Hans Island solution
Partition it north-south. That way, no one loses twelve miles of water and shelf, assuming the island could be made habitable. (Under the 1982 Law of the Sea Convention, "Rocks which cannot sustain human habitation or economic life of their own shall have no exclusive economic zone or continental shelf.")
Sint Maarten/St. Martin was divided between the Netherlands and France by the Treaty of Concordia in 1648. Story has it that a Dutchman and a Frenchman, starting at Oyster Pond, stood back-to-back and then walked around the coast to decide the location of the boundary. The Frenchman went north, armed with a bottle of wine; the Dutchman went south with a flask of Dutch gin. Result: 21 square miles for France, 16 for the Netherlands.
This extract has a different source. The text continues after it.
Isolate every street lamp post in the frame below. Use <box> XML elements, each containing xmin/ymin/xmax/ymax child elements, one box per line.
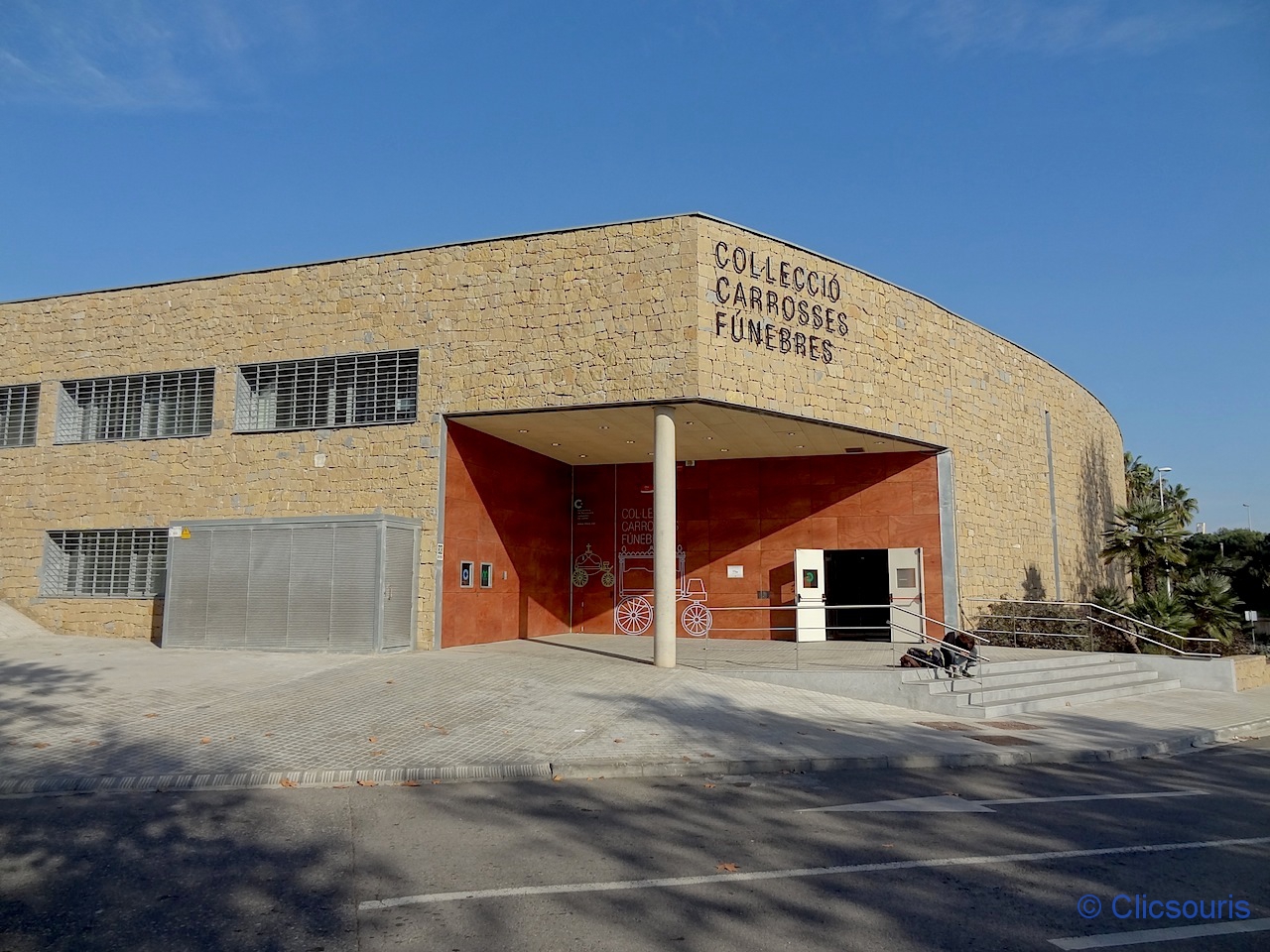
<box><xmin>1156</xmin><ymin>466</ymin><xmax>1174</xmax><ymax>598</ymax></box>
Peace-loving readers are invited to come up with inventive ways of establishing a Hans Island boundary line.
CORRECTION: While partition may yet be the only way to avoid war, my research was signally lacking on this matter. Whatever the Law of the Sea Convention says, Canada and Denmark signed a shelf delimitation treaty in 1973, ratified by the UN, that would preclude 12-mile claims based upon ownership of Hans Island. The boundary, developed with a computer program, was left incomplete for an 875-metre stretch, in the centre of which Hans Island lies.
Readers are invited to imagine bloodless ways in which a war might be fought, should the partition proposal fail.